While the Casta system was flourishing in New Spain (Colonial Mexico) (1519–1821),
a painters' guild emerged in order to classify the different ‘races’. The painters' guild in New Spain paralleled the structure, purpose, and mobility of the Casta system they were representing.

== Structure ==
The structure of the guild was hierarchical, similar to the system they were paid to represent. The master would take on an ‘apprentice’ who would work for room and board until he or she was considered skilled enough to become an independent painter. As Moriuchi states "Working within a guild system, Mexican artists frequently copied one another, and several compositions, forms, and themes were repeated among various identified and anonymous artists, establishing basic conventions foundational to any genre" (15). Therefore, despite the multitude of painters responsible for visually representing race in the Casta paintings, the images themselves seem similar enough to belong to a single artist. Change and innovation was highly criticized and the paintings, thus, maintained a common style and portrayal.

== Purpose ==
One of the main reasons that innovation was frowned upon in the Casta painters' guild was due to the very purpose of the Casta system. The system was, in part, created to try and impose an order on a very messy reality – the mixing of ‘races’ between the Spanish, indigenous, and African peoples of New Spain. Therefore, the guild had specific rules for how the representations of races were to be depicted and in what way. The order in the guild therefore promoted the order of the system. Additionally, unskilled artists were required to be tested in order to paint specific pieces. These lesser skilled artists were referred to as ‘Indians’ regardless of their own personal racial identification.

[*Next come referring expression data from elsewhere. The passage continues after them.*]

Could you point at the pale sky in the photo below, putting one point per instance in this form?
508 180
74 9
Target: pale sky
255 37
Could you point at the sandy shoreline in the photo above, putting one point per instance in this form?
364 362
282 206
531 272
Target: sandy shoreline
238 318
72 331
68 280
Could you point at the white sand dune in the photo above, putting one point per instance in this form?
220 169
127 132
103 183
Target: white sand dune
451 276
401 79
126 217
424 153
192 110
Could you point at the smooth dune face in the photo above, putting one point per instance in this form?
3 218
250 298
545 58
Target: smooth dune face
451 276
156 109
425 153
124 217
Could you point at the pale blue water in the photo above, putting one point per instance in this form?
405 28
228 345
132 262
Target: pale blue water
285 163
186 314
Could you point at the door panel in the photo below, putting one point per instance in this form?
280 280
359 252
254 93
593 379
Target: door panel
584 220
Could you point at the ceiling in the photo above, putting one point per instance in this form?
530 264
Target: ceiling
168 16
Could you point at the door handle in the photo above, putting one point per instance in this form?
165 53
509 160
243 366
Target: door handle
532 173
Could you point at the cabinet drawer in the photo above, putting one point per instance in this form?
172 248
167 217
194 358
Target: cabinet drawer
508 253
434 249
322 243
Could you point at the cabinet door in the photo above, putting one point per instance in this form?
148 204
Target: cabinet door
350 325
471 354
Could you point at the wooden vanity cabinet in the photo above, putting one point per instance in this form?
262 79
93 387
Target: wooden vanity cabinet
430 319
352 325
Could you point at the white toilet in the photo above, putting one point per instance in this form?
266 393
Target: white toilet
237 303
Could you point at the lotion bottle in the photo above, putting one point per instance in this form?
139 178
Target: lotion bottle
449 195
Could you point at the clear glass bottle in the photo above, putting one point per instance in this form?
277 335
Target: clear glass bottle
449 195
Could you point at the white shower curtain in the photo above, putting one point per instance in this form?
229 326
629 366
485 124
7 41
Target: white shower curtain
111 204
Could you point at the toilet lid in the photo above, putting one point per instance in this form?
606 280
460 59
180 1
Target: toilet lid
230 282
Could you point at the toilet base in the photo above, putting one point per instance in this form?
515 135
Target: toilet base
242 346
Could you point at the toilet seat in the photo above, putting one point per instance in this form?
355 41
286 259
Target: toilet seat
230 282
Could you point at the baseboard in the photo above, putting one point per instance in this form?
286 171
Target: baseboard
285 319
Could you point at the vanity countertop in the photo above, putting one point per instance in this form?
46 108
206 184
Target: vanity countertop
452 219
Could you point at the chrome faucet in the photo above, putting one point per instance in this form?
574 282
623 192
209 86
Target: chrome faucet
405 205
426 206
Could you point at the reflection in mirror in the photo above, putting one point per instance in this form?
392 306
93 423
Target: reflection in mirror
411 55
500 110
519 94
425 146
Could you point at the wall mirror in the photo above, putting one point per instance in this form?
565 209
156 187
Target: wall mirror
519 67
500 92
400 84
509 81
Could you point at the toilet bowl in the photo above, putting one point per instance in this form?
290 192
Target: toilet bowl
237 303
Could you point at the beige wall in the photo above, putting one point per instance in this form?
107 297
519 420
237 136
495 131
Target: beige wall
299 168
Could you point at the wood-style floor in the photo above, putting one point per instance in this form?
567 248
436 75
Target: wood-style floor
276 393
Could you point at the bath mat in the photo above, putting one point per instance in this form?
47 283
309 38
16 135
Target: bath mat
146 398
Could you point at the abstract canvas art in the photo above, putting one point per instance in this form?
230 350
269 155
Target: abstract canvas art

This exemplifies how race was used as a categorizing tool that didn't necessarily relate to the reality on the ground.

== Mobility and opportunity ==
The guild also had specific restrictions on who and how an individual could move up in the hierarchy of the guild. Strict tests were required before an individual could move up a position in the guild. However, similarly in the Casta system itself, there was corruption in the guild which allowed individuals to pay for a higher position even if the skill requirements had not been met.